Some of the toadstools were as high as his waist now. Up ahead, they loomed over the pathway. The afternoon was slipping into evening and, beneath the trees, the shadows deepened.
The guards stopped singing. They too were growing uncomfortable and they stared at the oversized fungi with suspicion. Sporty raised his rifle and tapped one tentatively. A cloud of bloated flies came buzzing from the gills beneath the cap and everyone sprang back.
“We come the wrong way,” Lee declared. “This ain’t takin’ us no place good.”
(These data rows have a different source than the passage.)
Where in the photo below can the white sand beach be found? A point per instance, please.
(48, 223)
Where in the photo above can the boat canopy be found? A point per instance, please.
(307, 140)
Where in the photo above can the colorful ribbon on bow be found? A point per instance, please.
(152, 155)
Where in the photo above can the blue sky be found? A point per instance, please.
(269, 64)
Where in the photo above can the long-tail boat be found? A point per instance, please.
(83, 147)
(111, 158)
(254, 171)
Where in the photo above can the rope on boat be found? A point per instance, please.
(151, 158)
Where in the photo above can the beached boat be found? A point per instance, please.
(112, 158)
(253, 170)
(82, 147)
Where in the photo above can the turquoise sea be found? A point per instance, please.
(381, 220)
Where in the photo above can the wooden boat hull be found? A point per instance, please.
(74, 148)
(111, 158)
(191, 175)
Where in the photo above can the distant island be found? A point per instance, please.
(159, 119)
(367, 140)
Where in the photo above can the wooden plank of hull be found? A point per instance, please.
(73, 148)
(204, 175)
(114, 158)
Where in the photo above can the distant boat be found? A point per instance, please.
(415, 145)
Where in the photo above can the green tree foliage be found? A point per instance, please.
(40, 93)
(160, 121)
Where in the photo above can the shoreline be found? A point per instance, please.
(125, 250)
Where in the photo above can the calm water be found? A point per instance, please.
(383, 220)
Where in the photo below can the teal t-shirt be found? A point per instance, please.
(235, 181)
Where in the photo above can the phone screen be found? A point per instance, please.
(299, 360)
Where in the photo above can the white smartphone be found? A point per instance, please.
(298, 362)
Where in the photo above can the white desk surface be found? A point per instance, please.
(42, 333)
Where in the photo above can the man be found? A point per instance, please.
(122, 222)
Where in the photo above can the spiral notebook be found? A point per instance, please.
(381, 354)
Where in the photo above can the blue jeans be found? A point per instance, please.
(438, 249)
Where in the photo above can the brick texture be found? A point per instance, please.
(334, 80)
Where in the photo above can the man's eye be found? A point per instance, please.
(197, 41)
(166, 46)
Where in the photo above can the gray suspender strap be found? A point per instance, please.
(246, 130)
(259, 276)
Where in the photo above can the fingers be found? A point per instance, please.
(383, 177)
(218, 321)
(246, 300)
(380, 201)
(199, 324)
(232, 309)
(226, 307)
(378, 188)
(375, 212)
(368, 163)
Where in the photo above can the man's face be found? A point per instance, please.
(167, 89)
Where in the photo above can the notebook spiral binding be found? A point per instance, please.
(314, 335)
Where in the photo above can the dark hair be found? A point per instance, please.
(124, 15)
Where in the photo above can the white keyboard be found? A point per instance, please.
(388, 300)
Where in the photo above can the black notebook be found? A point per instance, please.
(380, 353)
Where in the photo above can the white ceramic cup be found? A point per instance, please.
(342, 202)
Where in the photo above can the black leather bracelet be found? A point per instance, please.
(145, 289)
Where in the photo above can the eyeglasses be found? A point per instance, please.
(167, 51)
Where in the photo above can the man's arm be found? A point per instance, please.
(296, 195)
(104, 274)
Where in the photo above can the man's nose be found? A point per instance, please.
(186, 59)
He was about to signal the others to turn back when a high, squeaky voice began to sing.
“Tra la la, tra la lee.
Who is this that I can see?
Five fine fellows on a strolling spree,
finding their way to merry me.”
On to the path leaped a strange little creature. It was a long-legged goblin, wearing striped woollen stockings under a soft leather tunic, over which was a waistcoat of orange velvet. A hooded cape was fastened under his chin and a pair of pince-nez was balanced on his sharp nose.
It was like an Arthur Rackham illustration come to life. Both eyes were bright green, but one was larger than the other. They gleamed in the gathering dusk and the golden buckles on his pointed brown shoes glinted as he capered in a dainty, twirling dance.
“We shall play some games, but I shall win,
for my name is Nimbelsewskin.
I like to snip and stitch and mend.
Each of you I shall make my friend…”
The four guards opened fire simultaneously – yelling as the AK-47s blasted the goblin back down the path.
When the shooting was over, they were out of breath and smiling at a job well done.